Numbed by Numbers

I thought of making this post a satiric dialogue. But the topic is not very funny, and there’s the danger that satire will miss its mark. So, for once, an academic-life post in all seriousness.

UTA, perhaps like many other universities, has started to evaluate teachers largely on the basis of numbers: scores derived from surveys that students fill out at the end of each semester. Here’s how it works. Students go online and respond to statements about the course they’ve just taken, statements like “The instructor used teaching methods that helped me learn” and “The instructor was well prepared for each class meeting.” The allowed responses range from 1 for “strongly disagree” through 5 for “strongly agree.” We’ve all done surveys like that, though they’re usually about dish detergent or the newest Iron Man movie.

The scores that these surveys generate appear in reports to UTA administrators and state-level officials. One standard method of reporting survey data is a table where each course has a separate row, and the score for each question is listed in a separate column.
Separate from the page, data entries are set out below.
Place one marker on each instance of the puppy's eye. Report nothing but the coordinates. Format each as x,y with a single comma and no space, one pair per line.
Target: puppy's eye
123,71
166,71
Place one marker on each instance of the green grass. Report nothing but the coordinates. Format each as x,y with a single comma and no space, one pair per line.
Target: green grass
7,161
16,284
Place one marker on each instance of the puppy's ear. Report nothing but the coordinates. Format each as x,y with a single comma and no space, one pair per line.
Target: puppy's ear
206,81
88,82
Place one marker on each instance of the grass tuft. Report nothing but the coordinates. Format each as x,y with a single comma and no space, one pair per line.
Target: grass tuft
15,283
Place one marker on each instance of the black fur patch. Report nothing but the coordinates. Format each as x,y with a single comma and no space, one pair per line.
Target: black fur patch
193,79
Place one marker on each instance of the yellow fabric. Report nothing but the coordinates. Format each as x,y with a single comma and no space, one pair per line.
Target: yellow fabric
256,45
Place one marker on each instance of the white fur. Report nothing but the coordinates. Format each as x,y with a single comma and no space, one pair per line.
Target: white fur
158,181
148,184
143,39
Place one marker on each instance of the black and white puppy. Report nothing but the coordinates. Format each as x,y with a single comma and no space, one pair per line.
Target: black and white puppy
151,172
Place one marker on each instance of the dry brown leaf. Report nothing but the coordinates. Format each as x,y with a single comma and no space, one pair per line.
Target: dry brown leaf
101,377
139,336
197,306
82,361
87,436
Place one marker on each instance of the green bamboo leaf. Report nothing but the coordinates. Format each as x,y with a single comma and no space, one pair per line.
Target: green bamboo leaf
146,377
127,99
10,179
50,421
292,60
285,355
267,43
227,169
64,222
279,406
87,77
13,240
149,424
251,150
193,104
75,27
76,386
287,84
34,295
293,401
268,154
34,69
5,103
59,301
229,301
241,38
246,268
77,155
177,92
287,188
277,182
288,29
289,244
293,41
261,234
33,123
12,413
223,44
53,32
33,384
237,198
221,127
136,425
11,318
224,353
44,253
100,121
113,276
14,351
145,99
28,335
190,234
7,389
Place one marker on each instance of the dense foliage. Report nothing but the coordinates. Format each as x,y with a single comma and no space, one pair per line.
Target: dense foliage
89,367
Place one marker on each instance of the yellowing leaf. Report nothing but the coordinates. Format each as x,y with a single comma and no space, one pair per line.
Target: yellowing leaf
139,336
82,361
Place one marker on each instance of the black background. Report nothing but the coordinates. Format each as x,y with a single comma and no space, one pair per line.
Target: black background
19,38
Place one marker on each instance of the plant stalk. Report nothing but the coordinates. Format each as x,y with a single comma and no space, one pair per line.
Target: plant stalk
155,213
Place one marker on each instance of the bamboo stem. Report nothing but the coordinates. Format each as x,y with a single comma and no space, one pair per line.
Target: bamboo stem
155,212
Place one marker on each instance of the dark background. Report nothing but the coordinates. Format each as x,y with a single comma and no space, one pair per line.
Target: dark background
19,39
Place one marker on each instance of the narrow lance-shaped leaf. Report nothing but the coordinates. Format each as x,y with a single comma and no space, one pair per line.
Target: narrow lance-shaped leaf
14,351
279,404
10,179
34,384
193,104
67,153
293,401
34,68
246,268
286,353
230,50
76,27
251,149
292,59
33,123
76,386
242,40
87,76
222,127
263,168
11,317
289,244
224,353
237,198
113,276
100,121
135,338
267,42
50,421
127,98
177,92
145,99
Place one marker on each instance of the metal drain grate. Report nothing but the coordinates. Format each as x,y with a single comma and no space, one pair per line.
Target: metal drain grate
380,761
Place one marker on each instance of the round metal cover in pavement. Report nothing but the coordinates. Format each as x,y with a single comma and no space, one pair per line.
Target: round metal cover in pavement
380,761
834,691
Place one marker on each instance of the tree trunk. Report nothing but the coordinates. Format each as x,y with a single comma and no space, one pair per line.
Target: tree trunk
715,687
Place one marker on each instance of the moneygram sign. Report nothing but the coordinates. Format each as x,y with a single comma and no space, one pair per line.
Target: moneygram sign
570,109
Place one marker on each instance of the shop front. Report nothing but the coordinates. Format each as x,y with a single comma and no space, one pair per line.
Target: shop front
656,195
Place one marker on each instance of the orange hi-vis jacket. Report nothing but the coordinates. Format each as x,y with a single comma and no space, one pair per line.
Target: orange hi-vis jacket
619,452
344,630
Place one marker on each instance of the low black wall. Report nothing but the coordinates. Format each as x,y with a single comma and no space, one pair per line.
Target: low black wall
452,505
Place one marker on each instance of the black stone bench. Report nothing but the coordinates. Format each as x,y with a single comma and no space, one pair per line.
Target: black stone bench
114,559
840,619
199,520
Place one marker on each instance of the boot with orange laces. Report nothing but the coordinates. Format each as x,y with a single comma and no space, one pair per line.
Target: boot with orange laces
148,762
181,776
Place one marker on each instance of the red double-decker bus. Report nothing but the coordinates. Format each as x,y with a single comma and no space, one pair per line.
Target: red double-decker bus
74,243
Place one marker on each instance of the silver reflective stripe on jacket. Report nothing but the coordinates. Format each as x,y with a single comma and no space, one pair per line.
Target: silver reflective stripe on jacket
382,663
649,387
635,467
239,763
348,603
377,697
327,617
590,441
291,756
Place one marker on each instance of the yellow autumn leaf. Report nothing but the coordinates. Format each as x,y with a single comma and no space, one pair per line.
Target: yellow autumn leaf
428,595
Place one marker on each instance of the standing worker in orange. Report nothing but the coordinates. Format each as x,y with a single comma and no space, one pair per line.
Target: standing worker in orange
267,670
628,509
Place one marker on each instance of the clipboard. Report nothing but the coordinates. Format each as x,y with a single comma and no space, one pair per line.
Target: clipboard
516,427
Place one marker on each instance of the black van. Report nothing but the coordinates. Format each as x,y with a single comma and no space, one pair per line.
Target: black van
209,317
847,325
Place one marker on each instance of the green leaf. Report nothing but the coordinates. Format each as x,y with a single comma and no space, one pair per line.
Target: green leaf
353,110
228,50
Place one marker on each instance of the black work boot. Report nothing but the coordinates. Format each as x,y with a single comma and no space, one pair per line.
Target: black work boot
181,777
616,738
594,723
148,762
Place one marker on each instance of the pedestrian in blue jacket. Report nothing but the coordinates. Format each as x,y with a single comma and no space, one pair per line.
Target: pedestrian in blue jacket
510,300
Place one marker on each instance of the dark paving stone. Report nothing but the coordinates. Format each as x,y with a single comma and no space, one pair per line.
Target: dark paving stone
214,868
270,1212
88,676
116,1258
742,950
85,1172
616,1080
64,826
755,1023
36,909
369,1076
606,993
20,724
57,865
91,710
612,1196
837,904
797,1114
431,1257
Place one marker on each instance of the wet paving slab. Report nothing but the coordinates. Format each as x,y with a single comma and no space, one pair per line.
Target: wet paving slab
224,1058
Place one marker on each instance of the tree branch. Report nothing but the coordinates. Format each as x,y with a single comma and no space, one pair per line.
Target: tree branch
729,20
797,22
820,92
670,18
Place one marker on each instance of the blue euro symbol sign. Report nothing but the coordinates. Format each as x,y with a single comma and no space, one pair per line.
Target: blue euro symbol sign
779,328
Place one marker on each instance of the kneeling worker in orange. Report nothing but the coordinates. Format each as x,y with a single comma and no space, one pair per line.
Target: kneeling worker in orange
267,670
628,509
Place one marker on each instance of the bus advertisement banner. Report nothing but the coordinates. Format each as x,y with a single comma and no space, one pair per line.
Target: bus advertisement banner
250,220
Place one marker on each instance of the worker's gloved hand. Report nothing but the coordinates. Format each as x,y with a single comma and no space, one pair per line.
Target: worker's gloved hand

Here’s how I did, for instance, in one of my World Literature courses in Spring 2013:

4.3 4.3 4.4 4.7 4.6 4.2 4.8 3.6 4.1 4.2 3.9 4.2 3.9

Pretty good, huh? Or pretty bad. Or who knows? “Who knows” will be the theme of much of this blog post.

I’m about to complain about being evaluated by numbers. The great danger of an English professor complaining about numerical evaluations is that I’ll be perceived as some touchy-feely poet who can’t bear the cold light of hard data. I’ll just have to run that risk. I have no ethos here. Pathos will get me nowhere. The following critique will be logos all the way.

Why is the line of numbers I gave above a weak way of evaluating History of World Literature I? Where do I begin?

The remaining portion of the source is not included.